Google Books is one of the most straightforward projects in the Google meta-project of cataloguing and indexing every piece of data in the world. The human race has, after all, only been literate for around five or six thousand years, which makes the task measurable, if not easy. The project is also interesting for many other reasons — social, technological, and logistical. The impact of all of the world’s literature being searchable online is incalculable, but the methods being used by Google to accomplish that are a fascinating convergence of legacy and high tech systems.
The project blog has just put up a fascinating (to me, at least) post about the way in which they’ve calculated what they believe is a reasonably accurate count of every book in the world. The number is 129,864,880 — until a few more get added, or an obscure library’s records are merged, or what have you. It’s a bit awe-inspiring to be confronted with a number like that — a number far more comprehensible than yesterday’s deceptively complex statement about the amount of data we’re producing daily. I have another post percolating on that subject (working title: Get Thee Behind Me, Data) but the Google Books thing has a much more immediate and understandable interest.
I won’t get into the exact methods they used — the post goes into detail on that, obviously — but I love the challenges they’re meeting. So many lessons for the future! So many questions raised about how data is handled fundamentally!

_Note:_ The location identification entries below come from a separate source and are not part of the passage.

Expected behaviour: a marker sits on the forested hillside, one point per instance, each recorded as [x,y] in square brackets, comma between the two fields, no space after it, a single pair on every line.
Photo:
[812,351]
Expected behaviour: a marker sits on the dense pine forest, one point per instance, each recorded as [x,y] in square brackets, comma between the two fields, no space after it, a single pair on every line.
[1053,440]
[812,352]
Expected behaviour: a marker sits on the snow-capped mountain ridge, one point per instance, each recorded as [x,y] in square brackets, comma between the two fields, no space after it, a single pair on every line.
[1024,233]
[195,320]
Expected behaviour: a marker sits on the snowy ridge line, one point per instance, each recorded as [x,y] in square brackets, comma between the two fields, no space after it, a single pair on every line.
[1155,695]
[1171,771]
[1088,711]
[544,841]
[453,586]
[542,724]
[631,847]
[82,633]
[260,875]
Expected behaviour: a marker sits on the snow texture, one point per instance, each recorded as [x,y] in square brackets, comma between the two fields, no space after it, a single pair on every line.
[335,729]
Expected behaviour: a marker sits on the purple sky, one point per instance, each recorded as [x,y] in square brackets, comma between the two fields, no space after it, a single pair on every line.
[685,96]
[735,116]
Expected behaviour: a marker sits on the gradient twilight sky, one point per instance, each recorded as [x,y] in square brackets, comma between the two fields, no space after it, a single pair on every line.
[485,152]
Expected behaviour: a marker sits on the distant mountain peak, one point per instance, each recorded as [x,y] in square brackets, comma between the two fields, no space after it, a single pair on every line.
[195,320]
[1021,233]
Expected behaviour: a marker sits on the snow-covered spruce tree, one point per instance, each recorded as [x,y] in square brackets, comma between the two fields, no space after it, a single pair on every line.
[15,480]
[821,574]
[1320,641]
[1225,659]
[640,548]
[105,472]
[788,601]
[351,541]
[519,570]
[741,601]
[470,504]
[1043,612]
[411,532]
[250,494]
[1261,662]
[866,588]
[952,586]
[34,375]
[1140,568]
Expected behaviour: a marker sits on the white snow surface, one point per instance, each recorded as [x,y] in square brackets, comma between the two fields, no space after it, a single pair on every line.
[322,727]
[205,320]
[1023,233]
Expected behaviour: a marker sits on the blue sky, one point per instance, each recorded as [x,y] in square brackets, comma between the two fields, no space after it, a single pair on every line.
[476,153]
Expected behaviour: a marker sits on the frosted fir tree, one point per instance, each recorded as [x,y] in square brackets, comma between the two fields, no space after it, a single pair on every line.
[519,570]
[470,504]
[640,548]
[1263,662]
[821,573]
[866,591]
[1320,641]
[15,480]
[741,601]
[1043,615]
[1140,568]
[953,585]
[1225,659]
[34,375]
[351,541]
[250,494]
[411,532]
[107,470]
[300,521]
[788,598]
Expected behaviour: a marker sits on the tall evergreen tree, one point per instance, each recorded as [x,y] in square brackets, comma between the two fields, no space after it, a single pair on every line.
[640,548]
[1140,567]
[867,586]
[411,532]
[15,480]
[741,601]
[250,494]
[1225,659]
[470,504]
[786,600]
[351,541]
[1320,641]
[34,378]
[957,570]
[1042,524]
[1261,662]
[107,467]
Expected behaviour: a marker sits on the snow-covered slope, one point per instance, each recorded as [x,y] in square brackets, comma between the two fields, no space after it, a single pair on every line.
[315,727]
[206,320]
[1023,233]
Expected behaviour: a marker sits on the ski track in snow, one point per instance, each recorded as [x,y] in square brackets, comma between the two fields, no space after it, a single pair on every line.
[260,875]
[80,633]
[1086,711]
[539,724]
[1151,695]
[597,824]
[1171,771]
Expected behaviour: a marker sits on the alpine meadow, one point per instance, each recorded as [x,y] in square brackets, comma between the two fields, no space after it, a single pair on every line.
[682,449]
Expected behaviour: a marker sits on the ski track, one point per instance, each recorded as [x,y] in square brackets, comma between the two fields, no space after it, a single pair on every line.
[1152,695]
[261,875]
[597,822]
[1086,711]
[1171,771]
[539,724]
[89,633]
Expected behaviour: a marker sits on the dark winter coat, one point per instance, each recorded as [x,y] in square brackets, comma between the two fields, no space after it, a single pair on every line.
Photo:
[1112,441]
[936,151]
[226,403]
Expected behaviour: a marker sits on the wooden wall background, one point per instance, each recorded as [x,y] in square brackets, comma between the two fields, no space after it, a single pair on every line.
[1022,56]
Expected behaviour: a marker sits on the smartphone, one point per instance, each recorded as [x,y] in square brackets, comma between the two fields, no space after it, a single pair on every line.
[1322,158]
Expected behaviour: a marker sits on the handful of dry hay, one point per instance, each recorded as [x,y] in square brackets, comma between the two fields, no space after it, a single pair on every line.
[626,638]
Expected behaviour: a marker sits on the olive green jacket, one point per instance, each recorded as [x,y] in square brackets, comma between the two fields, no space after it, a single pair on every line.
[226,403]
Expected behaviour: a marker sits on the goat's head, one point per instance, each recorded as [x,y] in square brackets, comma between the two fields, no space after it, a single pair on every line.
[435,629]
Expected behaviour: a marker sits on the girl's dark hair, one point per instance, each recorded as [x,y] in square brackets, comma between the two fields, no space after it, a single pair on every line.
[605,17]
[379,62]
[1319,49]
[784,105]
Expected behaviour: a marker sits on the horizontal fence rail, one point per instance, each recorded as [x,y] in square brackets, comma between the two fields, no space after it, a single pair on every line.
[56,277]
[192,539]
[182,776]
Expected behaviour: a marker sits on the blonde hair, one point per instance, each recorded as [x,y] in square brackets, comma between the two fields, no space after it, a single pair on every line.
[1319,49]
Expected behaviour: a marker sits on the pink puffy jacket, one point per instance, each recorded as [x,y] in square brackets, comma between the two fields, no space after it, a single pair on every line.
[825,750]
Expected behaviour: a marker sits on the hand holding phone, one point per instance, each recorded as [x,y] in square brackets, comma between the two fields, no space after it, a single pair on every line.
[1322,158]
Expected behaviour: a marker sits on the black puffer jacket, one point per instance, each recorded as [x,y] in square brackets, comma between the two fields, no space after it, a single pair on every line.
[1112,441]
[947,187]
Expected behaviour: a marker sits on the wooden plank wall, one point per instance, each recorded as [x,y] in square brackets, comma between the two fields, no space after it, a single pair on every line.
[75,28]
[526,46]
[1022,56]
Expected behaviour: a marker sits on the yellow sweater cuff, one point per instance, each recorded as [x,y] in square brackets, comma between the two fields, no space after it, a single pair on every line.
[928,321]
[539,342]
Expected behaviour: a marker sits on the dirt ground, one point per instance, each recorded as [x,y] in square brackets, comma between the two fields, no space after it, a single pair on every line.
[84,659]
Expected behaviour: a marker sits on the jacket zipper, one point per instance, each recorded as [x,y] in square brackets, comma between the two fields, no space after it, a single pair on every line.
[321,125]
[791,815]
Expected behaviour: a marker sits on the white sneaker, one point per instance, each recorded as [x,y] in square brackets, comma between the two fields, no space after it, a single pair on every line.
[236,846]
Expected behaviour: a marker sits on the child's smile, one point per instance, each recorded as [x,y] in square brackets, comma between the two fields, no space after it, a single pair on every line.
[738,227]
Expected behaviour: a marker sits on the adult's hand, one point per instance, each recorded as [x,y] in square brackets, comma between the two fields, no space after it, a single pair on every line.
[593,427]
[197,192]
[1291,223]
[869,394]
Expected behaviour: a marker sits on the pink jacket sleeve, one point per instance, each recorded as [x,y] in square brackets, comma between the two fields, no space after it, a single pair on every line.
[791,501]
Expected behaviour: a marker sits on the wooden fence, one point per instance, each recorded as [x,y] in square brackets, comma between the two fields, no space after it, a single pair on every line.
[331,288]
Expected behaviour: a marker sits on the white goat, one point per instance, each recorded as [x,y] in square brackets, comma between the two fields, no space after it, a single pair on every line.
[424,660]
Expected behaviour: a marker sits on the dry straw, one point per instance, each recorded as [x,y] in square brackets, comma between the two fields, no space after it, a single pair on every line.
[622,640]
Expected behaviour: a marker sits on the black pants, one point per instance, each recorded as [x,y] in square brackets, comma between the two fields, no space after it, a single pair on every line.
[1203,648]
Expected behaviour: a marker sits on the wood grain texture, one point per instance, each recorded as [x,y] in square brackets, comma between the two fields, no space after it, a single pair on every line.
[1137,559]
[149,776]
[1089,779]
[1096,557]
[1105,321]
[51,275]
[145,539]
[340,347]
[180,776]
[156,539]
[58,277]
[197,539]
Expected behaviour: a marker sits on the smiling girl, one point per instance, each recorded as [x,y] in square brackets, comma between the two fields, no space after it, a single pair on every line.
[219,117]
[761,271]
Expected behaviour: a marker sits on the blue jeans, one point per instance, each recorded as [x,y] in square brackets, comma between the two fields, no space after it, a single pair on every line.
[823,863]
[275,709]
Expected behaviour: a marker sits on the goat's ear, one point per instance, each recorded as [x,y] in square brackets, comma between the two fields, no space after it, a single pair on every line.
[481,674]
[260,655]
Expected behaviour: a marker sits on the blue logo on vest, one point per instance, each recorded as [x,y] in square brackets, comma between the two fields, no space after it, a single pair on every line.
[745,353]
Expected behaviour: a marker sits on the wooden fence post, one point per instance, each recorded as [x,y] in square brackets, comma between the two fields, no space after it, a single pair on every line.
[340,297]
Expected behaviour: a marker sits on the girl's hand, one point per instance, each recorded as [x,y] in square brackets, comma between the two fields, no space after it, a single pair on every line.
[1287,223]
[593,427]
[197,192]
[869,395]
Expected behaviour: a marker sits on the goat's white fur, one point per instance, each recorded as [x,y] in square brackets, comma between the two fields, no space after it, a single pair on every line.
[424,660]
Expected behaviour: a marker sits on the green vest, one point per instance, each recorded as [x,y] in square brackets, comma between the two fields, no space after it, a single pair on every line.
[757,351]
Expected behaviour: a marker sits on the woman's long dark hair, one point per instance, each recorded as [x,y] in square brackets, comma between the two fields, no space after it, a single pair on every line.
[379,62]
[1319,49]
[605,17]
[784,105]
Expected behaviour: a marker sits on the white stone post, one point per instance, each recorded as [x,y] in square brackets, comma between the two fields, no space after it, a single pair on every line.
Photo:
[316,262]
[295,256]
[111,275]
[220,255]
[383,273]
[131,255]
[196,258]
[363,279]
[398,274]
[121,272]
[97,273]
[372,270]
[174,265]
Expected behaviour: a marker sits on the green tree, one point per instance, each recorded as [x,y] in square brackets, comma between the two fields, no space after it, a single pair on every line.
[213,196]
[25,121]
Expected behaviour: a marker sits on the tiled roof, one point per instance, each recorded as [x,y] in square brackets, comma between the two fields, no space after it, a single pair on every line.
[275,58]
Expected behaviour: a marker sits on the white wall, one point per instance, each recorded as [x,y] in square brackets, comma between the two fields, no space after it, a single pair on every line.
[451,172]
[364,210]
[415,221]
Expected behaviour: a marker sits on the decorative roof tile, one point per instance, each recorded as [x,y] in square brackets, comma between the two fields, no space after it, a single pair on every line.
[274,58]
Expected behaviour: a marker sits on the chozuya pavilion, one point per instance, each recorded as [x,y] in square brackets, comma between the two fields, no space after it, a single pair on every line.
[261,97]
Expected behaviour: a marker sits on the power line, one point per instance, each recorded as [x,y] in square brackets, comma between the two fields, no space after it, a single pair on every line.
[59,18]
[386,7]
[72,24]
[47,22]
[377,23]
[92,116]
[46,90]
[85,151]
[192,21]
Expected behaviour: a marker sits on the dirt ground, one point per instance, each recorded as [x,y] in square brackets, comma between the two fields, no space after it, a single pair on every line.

For example: they are working with several ISBN-like catalogues with slightly different goals, a great number of university libraries, public libraries, private collections, museums, and so on — all working with similar metadata but making the kinds of small variations that are very difficult to detect. Designing algorithms to distinguish originals among many very similar records is difficult, and almost certainly requires frequent human intervention. They must be, in some ways, much like the algorithms used to sort, classify, and analyze large numbers of pictures. I’d like to know more.
The method of scanning and OCR-ing the books, too, must be more complicated than it sounds. What is the tolerance for errors? Do they have different drivers to work with certain print types? Does a human have to change the curves on a set of pages to account for foxing? And how come they leave in so many pages with the page-turner’s thumb in it?
Also, the granularity of the literary world makes things very easy in many ways. Most works have a well-defined start and finish, and things like periodicals and journals are regularly punctuated individual releases. The obvious question is how will the internet be “archived”? I mean, clearly that’s already happening. But will we ever “package” sites, date ranges, and so on in a standard way, with standard metadata? The Internet Archive is doing this to some extent, but I’m not sure it’s the kind of rigourous archival that scholars crave, useful as it is. The way in which we navigate the last 2000 years of data would be totally foreign to people contemporary with the data, and I suspect the same will prove true in our future.
It is, of course, frightening in a way to have a corporation heading up the effort to digitize the world’s stores of data. I don’t resent Google doing it, of course, and I think it is one of the few Google projects that is legitimately and freely giving to the world — as opposed to Android, for example, which I appreciate but don’t classify as charitable in any way. Sure, Google gets to sell ads and refer you to book sellers, but to write off the project as a commercial one based on that is hugely myopic. The free publication of information that was the privilege of a select few to own until a few years ago is a Very Good Thing.